A still further nasal dilator is disclosed in the International Application Published Under The Patent Cooperation Treaty WO 92/22340 to Johnson. This nasal dilator comprises a truss member that includes a flexible strip of material having a first end region, a second end region and an intermediate segment. The first and second end regions are adapted to engage the outer wall tissue of first and second nasal passages of the nose and are secured thereto via an adhesive substance. The truss member further includes resilient bands that are secured to the strip of material by way of strips of double sided adhesive foam tape. The resiliency of the bands acts to stabilize the outer wall tissue and thereby prevents the outer wall tissue of the nasal passages from drawing in during breathing.
In the International Application, curved ends of the strip of material extend past angled ends of the resilient bands. This configuration, helps to prevent the inadvertent peeling of the curved ends of the strip of material from the outer wall tissue of the nasal passages, caused by the spring biasing force exerted by the resilient bands.

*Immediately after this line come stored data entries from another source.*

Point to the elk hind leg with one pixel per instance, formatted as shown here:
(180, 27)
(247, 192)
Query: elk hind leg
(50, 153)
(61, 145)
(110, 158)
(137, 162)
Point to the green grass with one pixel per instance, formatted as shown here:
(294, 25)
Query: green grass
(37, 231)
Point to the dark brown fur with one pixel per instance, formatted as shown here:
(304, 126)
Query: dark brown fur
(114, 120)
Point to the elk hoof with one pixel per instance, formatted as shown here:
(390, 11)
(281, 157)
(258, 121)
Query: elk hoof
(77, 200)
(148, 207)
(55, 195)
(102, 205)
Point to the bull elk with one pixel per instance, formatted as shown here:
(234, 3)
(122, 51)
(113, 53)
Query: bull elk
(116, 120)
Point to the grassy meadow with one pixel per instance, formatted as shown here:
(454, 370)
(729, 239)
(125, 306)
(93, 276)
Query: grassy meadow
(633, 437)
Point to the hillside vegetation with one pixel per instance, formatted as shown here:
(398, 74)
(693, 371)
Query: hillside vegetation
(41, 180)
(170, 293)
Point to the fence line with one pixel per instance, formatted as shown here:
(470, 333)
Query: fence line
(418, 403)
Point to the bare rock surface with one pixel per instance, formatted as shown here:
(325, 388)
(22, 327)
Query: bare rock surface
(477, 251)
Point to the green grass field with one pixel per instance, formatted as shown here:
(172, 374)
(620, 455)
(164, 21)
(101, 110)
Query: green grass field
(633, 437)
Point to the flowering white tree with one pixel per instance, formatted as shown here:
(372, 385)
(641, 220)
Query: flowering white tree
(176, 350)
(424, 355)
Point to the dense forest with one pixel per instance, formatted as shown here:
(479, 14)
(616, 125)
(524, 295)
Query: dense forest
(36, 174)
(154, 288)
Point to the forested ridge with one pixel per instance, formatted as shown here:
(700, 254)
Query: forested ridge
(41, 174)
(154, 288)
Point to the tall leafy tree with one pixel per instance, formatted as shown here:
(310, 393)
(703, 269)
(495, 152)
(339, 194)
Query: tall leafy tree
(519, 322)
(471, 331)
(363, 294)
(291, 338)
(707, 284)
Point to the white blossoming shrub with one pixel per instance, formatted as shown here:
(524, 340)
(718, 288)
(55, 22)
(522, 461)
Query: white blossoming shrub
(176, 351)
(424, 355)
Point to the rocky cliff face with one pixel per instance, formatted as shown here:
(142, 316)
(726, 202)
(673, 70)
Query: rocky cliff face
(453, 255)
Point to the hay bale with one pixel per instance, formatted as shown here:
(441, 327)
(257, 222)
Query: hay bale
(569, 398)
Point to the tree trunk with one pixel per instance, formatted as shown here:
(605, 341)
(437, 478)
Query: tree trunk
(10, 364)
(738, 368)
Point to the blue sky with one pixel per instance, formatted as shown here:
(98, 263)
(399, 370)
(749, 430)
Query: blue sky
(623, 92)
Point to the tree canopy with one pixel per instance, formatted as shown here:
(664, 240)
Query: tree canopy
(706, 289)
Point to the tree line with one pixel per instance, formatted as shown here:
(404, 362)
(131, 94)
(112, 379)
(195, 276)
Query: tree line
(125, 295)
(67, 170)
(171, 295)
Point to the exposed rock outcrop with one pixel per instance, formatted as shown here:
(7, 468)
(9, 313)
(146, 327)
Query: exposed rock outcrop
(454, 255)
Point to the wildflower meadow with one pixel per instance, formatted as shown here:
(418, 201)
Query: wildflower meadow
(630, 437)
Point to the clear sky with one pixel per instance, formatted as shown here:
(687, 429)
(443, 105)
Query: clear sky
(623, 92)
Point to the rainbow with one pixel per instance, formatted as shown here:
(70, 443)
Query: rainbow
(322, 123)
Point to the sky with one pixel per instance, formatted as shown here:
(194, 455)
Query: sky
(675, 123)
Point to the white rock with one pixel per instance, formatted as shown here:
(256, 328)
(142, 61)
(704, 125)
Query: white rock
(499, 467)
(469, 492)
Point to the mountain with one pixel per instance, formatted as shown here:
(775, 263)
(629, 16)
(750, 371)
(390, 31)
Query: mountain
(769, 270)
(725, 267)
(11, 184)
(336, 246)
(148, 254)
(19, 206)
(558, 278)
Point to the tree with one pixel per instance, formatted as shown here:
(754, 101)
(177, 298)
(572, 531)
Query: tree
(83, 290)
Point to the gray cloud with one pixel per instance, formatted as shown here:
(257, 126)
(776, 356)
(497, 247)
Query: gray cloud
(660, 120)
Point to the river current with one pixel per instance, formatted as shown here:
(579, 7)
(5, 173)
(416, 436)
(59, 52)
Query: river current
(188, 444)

However, positioning the resilient bands on the strip of material, such that the bands are centered with respect to the curved ends of the strip of material, can be a tedious, cumbersome process that does not easily lend itself to an automated manufacturing process. Since to center the bands on the strip of material necessarily requires that the bands be precut prior to application to the strip of material, the bands may be secured to the strip of material in an uncentered, misaligned configuration. This inaccurate positioning of the bands may affect the overall effectiveness of the nasal dilator in providing free breathing to the nasal dilator wearer.
It is evident that there is a continuing need for improved nasal dilators for preventing outer wall tissue of nasal passages of a nose from drawing in during breathing. Specifically, there is a need for a nasal dilator that can provide effective relief without the need of inserting an object within the nasal passage. Moreover, there is a need for a nasal dilator that can be worn reliably at night when the nasal blockage problem is most acute and most uncomfortable. In addition, there is a need for a nasal dilator that can be reliably worn through extended therapeutic periods. The nasal dilator should be of efficient design and relatively uncomplicated to allow efficient manufacturing processes to be implemented to produce the nasal dilator. In addition, the nasal dilator should provide effective stabilization of the outer wall tissue of the nasal passages to provide effective relief from nasal blockage during inhalation. Moreover, this effective stabilization should be provided without undue discomfort to the wearer.